Another treasure from the wonderul Library of America
Helpful Votes: 19 out of 19 total.
Review Date: 2005-04-09
I am so glad the Library of America put together these volumes of reporting from the Second World War. Sadly, all those who were living during those years are leaving us all to rapidly. Certainly, the living knowledge of the events and times is fading fast. While we value the books great authors give us, we should treasure even more the writing given us at the time. In volume one we have reporting from great journalists starting in 1938 Shirer's article on the Munich conference that gave Germany the Sudetenland.

We get to follow the rise of Anti-Semitism in Germany with Kristallnacht, the fall of Poland and Paris. The London Blitz is covered by Edward R. Murrow and more and more. The United States doe not even enter the war until page 241 with the Herald Tribune's reporting of Roosevelt's "War Message".

The reporting also takes us into the Pacific and gets us down with those doing the actual work of the war including Annalee Jacoby's account of nurses under fire in Bataan. We get early reporting on the Japanese Internment camps and the Holocaust with the NY Times reporting in 1942 that one million Jews reported slain.

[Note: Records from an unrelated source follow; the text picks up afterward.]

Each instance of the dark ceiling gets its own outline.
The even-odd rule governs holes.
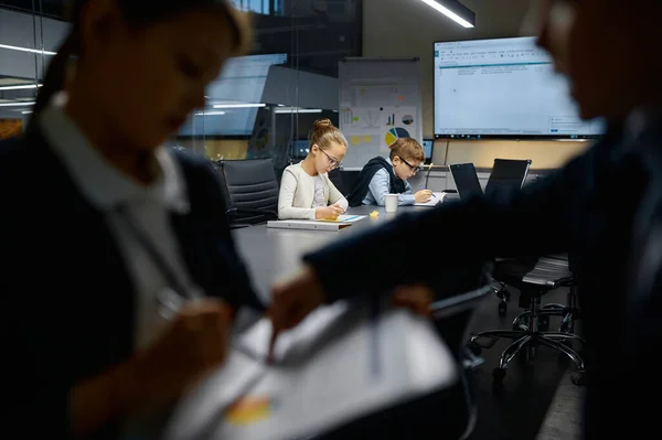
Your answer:
[[[39,12],[58,20],[63,19],[67,0],[0,0],[0,7]]]

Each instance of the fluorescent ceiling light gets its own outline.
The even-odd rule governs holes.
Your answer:
[[[29,89],[29,88],[36,88],[36,87],[41,87],[42,84],[36,85],[36,84],[25,84],[22,86],[0,86],[0,90],[24,90],[24,89]]]
[[[215,104],[214,108],[254,108],[265,107],[266,104]]]
[[[215,116],[215,115],[223,116],[223,115],[225,115],[225,111],[200,111],[200,112],[195,114],[195,116]]]
[[[476,14],[458,0],[420,0],[463,28],[473,28]],[[461,17],[463,15],[463,17]]]
[[[0,44],[0,49],[9,49],[10,51],[30,52],[30,53],[44,54],[44,55],[55,55],[56,54],[56,52],[40,51],[39,49],[10,46],[8,44]]]
[[[298,107],[278,107],[274,110],[276,114],[321,114],[321,108],[298,108]]]
[[[33,101],[25,101],[25,103],[0,103],[0,107],[25,107],[25,106],[33,106],[34,103]]]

There is a section of fine photos of the reporters included and others in the text including some aerial shots from a bomber's point of view. This first volume ends with the Mountain Campaign in Italy in 1944. The volume also supplies a short, but full chronology of the war, some excellent maps, biographies of the journalists, acknowledgements, notes on the texts, and a glossary of military terms.

A superb job.

Remarkable First Hand Reporting
Helpful Votes: 5 out of 6 total.
Review Date: 2005-02-28
You can read history books and watch all of the redigitalized DVD's (movies) of World War II stories but the "best of the best" is right here in this wonderful compilation of first hand accounts from reporters who were on the scene and reported back to their readership when the events were actually occurring. It is fascinating to read what was reported at that time in history. This compliation is well worth reading. It also contains a great general biographical summary of all of the reporters who's work appears in the book. These were interesting people in their own right. I will use their biographies as a valuable resource for other additional readings.